Two common architectures:

  • Single-store (the Qdrant pattern). Each chunkset is one point in the collection: vector = to_embed embedding, payload = chunkset fields, and — when store_chunk_details=True — the chunks for that chunkset inlined as well. One round trip per query, no second lookup. See Qdrant integration.
  • Split-store. Chunksets (with vectors + minimal metadata) in the VDB, chunks held externally — disk, S3, or just keeping the .poma archive around. Lower VDB cost, but every query needs a second fetch to load the chunks for the matched docs before calling generate_cheatsheets(...). The LangChain and LlamaIndex helpers support this shape too.

Either way, the embedding input is always chunkset.to_embed, and the chunk corpus has to be reachable by file_id at query time so generate_cheatsheets(...) can find the parents and siblings the cheatsheet needs.

How file_id ties it together

Every chunkset and every chunk carries a file_id. That field is the join key between the two — and the reason generate_cheatsheets(...) can match retrieved chunksets back to their source document. So whatever you store, keep file_id reachable on both sides.

At query time, when your retrieval returns N chunksets from possibly multiple documents:

  1. Group the hits by file_id.
  2. For each file_id, load the chunks for that document. Two valid workflows:
    • Minimum payload — fetch only the chunks whose chunk_index appears in one of that doc's retrieved chunksets' chunks arrays.
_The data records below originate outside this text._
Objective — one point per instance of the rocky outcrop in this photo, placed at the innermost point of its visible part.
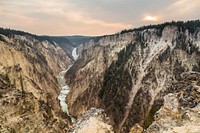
(180, 112)
(29, 86)
(129, 74)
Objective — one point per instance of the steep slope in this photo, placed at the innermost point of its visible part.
(28, 83)
(128, 74)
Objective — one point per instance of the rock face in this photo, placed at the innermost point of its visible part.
(93, 121)
(28, 84)
(132, 74)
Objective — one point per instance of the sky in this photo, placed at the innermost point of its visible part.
(92, 17)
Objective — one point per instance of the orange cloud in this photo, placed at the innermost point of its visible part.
(150, 18)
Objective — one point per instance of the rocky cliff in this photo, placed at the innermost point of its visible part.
(28, 83)
(134, 74)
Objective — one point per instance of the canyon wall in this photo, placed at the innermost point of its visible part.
(130, 74)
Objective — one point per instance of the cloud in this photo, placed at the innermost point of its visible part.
(91, 17)
(150, 18)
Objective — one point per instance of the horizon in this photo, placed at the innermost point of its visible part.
(118, 32)
(92, 18)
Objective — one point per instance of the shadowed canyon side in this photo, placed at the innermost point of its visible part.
(29, 66)
(134, 74)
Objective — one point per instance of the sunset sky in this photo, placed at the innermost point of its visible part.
(91, 17)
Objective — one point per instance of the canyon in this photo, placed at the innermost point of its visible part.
(139, 80)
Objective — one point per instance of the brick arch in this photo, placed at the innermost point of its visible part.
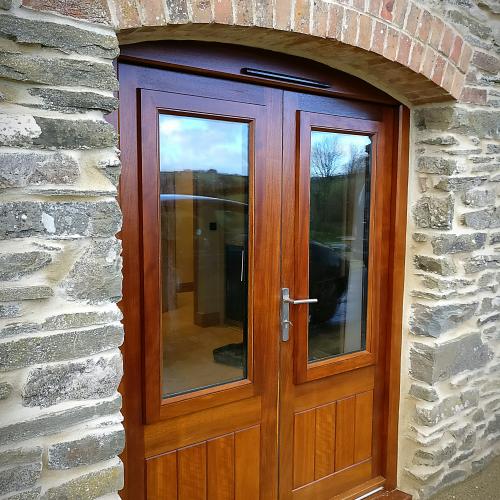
(394, 44)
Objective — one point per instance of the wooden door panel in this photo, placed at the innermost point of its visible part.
(224, 468)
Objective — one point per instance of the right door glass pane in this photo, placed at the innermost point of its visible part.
(338, 243)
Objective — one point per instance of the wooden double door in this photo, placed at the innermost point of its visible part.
(259, 251)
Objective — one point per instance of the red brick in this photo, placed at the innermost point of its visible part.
(458, 84)
(365, 31)
(436, 32)
(320, 17)
(350, 30)
(412, 20)
(438, 71)
(374, 7)
(95, 11)
(424, 26)
(263, 13)
(387, 8)
(282, 14)
(392, 43)
(428, 63)
(302, 16)
(474, 96)
(465, 58)
(336, 21)
(399, 12)
(378, 41)
(447, 41)
(404, 49)
(456, 50)
(416, 56)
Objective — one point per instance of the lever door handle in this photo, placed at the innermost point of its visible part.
(286, 300)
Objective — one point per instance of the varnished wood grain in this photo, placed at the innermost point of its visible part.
(248, 458)
(324, 459)
(304, 445)
(220, 468)
(344, 442)
(192, 472)
(162, 477)
(363, 426)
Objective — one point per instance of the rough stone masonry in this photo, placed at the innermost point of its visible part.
(60, 267)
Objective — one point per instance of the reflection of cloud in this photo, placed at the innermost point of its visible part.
(188, 143)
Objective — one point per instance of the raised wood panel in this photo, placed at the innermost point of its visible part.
(345, 423)
(224, 468)
(324, 459)
(363, 426)
(304, 444)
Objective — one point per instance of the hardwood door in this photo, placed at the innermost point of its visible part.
(202, 167)
(231, 192)
(336, 197)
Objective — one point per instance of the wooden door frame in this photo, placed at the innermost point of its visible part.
(194, 57)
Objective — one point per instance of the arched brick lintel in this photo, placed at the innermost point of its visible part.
(397, 45)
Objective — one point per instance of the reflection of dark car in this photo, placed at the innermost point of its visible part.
(328, 276)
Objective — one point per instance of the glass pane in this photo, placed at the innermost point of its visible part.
(338, 245)
(204, 248)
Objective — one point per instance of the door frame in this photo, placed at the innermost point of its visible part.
(198, 58)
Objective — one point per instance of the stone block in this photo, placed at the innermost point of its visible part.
(481, 262)
(5, 390)
(44, 424)
(459, 183)
(92, 378)
(452, 243)
(60, 220)
(436, 320)
(17, 130)
(483, 219)
(27, 168)
(74, 102)
(74, 134)
(90, 449)
(25, 293)
(47, 348)
(96, 275)
(58, 35)
(436, 165)
(434, 213)
(424, 392)
(91, 485)
(11, 310)
(52, 71)
(436, 455)
(14, 266)
(440, 361)
(478, 198)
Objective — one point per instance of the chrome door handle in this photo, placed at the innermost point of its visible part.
(286, 300)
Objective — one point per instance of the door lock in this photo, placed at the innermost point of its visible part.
(286, 300)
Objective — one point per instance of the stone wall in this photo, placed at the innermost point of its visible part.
(60, 266)
(60, 426)
(450, 400)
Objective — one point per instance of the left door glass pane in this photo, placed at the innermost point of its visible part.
(204, 185)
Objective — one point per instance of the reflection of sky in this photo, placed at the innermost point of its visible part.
(345, 142)
(188, 143)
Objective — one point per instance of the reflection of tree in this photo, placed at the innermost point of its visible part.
(329, 158)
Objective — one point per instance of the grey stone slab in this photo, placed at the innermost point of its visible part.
(47, 348)
(58, 35)
(433, 363)
(88, 450)
(52, 71)
(14, 266)
(92, 378)
(53, 422)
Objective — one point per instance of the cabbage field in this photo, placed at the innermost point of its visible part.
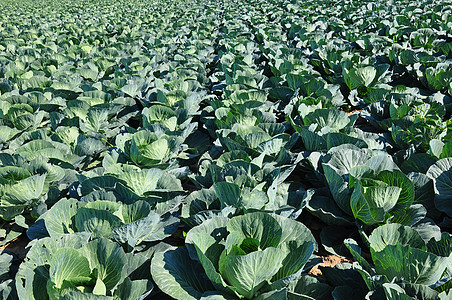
(225, 149)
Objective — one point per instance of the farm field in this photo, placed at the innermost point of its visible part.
(225, 149)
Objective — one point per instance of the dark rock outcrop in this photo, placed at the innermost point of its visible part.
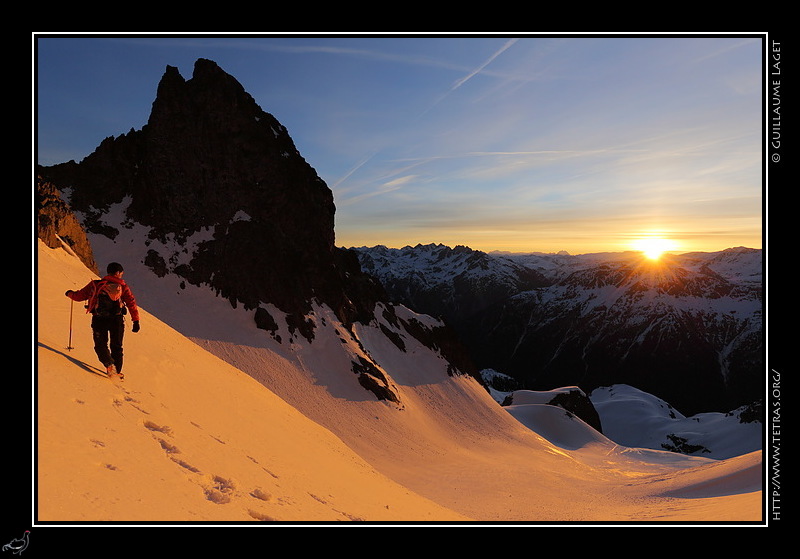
(209, 158)
(57, 226)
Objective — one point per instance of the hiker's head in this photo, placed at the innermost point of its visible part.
(114, 269)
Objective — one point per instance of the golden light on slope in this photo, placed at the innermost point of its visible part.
(654, 247)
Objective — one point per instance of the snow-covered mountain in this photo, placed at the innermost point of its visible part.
(272, 379)
(232, 426)
(687, 328)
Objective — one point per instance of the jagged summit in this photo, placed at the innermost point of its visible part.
(213, 171)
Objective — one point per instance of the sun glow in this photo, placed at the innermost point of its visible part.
(654, 247)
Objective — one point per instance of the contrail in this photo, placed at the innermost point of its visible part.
(477, 70)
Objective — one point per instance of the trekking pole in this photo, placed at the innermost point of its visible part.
(69, 345)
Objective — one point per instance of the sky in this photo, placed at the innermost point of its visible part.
(521, 143)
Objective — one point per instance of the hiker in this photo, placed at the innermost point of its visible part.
(109, 299)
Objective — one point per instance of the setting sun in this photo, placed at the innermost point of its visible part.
(654, 247)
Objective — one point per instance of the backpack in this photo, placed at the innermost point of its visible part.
(108, 300)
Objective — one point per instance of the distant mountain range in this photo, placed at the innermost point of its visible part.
(687, 328)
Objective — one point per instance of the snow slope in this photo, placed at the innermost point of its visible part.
(279, 432)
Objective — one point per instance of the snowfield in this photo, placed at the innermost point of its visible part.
(218, 422)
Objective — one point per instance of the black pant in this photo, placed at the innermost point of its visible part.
(107, 332)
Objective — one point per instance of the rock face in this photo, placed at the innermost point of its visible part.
(210, 159)
(688, 329)
(213, 192)
(57, 226)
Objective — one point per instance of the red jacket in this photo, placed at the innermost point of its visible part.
(92, 289)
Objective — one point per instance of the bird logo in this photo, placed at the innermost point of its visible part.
(18, 545)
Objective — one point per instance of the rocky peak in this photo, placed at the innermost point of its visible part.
(209, 158)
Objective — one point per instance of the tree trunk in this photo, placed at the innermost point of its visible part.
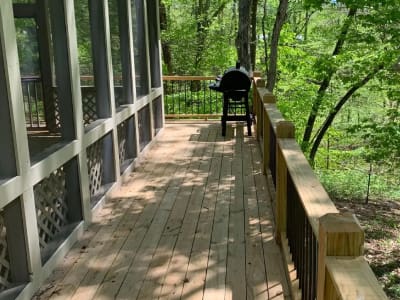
(328, 121)
(243, 37)
(166, 49)
(253, 44)
(265, 38)
(326, 82)
(273, 54)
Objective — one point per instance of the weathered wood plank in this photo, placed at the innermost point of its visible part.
(236, 264)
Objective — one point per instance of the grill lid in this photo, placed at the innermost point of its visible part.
(234, 79)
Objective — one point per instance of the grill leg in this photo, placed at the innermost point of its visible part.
(248, 117)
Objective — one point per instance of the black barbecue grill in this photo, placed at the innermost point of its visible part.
(235, 86)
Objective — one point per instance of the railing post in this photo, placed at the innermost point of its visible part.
(268, 98)
(284, 130)
(339, 235)
(257, 105)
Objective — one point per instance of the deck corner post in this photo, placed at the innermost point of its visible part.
(284, 130)
(339, 235)
(266, 140)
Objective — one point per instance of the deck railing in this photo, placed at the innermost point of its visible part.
(323, 249)
(190, 97)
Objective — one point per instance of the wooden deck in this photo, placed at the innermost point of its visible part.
(194, 221)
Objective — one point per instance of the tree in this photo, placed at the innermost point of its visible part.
(243, 39)
(273, 55)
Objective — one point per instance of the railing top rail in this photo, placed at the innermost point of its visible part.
(183, 78)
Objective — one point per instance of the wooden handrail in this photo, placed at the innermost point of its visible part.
(342, 272)
(183, 78)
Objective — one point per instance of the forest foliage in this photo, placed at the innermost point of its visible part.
(337, 75)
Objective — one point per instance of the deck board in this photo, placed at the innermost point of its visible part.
(193, 221)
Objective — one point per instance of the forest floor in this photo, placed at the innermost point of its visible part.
(381, 222)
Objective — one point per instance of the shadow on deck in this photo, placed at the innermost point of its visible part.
(193, 221)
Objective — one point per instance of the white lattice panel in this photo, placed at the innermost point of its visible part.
(122, 142)
(4, 260)
(95, 167)
(51, 207)
(89, 105)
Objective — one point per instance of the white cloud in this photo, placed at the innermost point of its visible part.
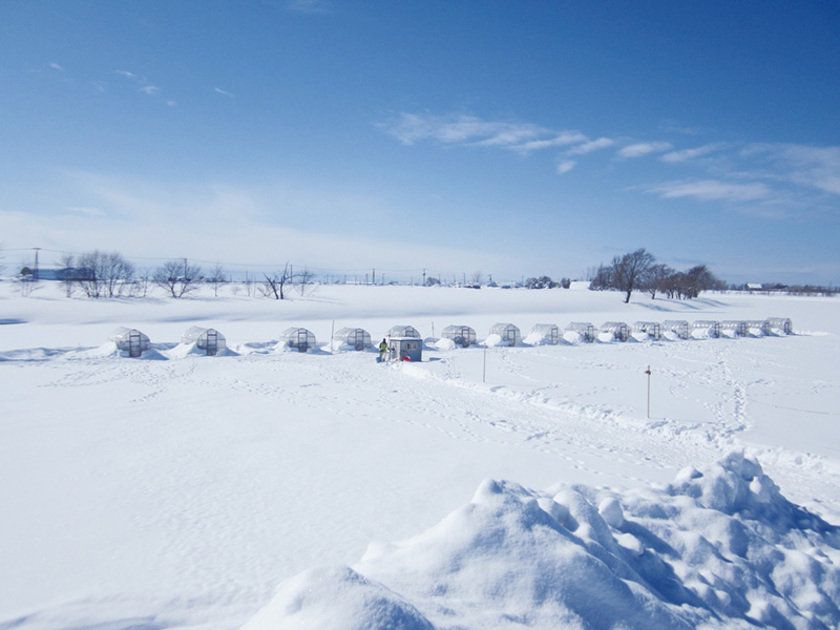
(566, 138)
(470, 130)
(565, 166)
(589, 147)
(187, 219)
(684, 155)
(644, 148)
(804, 165)
(309, 6)
(712, 190)
(91, 212)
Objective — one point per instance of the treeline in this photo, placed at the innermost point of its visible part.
(639, 271)
(109, 275)
(785, 289)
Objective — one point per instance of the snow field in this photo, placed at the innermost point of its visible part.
(180, 492)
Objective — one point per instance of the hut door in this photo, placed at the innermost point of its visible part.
(134, 347)
(212, 343)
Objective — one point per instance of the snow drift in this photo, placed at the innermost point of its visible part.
(719, 547)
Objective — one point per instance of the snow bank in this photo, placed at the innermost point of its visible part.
(719, 547)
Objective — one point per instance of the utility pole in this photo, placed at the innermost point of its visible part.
(35, 273)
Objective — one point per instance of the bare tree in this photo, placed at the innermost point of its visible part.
(629, 271)
(305, 280)
(275, 284)
(178, 277)
(217, 278)
(249, 284)
(143, 284)
(103, 275)
(67, 273)
(656, 279)
(25, 280)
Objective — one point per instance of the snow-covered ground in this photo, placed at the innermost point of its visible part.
(512, 487)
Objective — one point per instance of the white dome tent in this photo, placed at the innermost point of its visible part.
(734, 328)
(209, 340)
(584, 330)
(131, 341)
(544, 334)
(708, 327)
(463, 336)
(780, 324)
(299, 339)
(509, 333)
(679, 327)
(617, 329)
(651, 329)
(356, 338)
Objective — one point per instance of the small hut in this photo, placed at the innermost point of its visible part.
(585, 330)
(298, 339)
(780, 324)
(131, 340)
(617, 329)
(707, 326)
(679, 327)
(405, 349)
(508, 332)
(356, 338)
(404, 331)
(210, 340)
(463, 336)
(760, 327)
(545, 333)
(651, 329)
(735, 327)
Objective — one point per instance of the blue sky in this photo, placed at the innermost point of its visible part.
(507, 138)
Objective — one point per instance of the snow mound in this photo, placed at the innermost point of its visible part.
(337, 599)
(110, 350)
(183, 350)
(717, 548)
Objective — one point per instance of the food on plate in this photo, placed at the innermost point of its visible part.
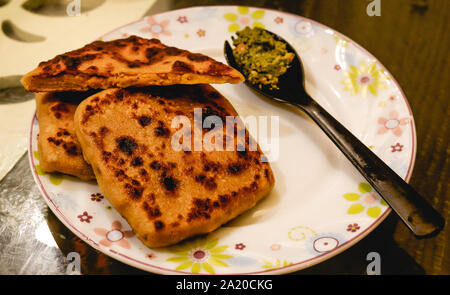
(133, 61)
(262, 58)
(58, 147)
(168, 194)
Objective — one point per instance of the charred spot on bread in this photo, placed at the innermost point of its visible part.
(161, 130)
(169, 182)
(126, 144)
(144, 120)
(137, 162)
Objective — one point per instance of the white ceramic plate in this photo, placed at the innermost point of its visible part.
(320, 205)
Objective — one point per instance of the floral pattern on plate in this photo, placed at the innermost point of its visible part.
(320, 205)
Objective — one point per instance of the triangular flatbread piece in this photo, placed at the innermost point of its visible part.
(121, 63)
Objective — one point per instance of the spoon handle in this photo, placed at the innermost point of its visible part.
(413, 209)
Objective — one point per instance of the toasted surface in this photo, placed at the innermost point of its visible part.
(127, 62)
(59, 150)
(168, 195)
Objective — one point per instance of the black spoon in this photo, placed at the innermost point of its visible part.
(413, 209)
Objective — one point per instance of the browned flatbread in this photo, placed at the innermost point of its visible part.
(59, 150)
(127, 62)
(164, 194)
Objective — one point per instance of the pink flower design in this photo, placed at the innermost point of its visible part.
(155, 28)
(278, 20)
(85, 217)
(182, 19)
(353, 227)
(96, 197)
(397, 147)
(201, 33)
(392, 123)
(239, 246)
(114, 235)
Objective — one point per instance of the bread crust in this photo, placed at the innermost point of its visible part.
(133, 61)
(167, 195)
(58, 147)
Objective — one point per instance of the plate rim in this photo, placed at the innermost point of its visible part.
(281, 270)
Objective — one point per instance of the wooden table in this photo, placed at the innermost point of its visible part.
(411, 39)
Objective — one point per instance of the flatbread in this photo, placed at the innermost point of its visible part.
(165, 194)
(58, 147)
(127, 62)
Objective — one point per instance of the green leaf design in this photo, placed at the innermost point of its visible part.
(351, 197)
(257, 14)
(230, 16)
(219, 249)
(355, 209)
(374, 212)
(364, 187)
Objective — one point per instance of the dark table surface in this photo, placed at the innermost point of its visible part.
(410, 38)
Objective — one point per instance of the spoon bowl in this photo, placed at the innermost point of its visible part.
(417, 214)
Smallest fetch, but generate_cheatsheets(...) has nothing extra to walk; the resulting cheatsheet will be exactly the leaves you returned, without ancestor or sibling enrichment.
    • Easier workflow — fetch all chunks for that file_id (the original result.chunks from ingest). Slightly more data per query, but generate_cheatsheets(...) gets to walk the full hierarchy and emit a richer cheatsheet with parents, siblings, and proper depth-based ordering. This is what the bundled Qdrant integration does by default when store_chunk_details=True — it stores enough of the chunks alongside each chunkset point that one query returns the whole assembly set.
  3. Pass the union of those chunks as all_chunks= to generate_cheatsheets(...). It sorts internally by (file_id, chunk_index) and returns one cheatsheet per document.

The choice between minimum-payload and full-doc is a knob, not a contract — both produce a valid cheatsheet. Pick "all chunks per file_id" when storage cost or the extra fetch hop isn't a worry; pick "only the referenced indices" when payload size matters more than lineage richness.

Input rules

  • relevant_chunksets must contain a chunks list
  • all_chunks must contain the matching chunk content
  • file_id should identify the source document
  • Duplicate chunk_index values within one document will fail validation

This same cheatsheet logic is also used by the bundled Qdrant, LangChain, and LlamaIndex integrations.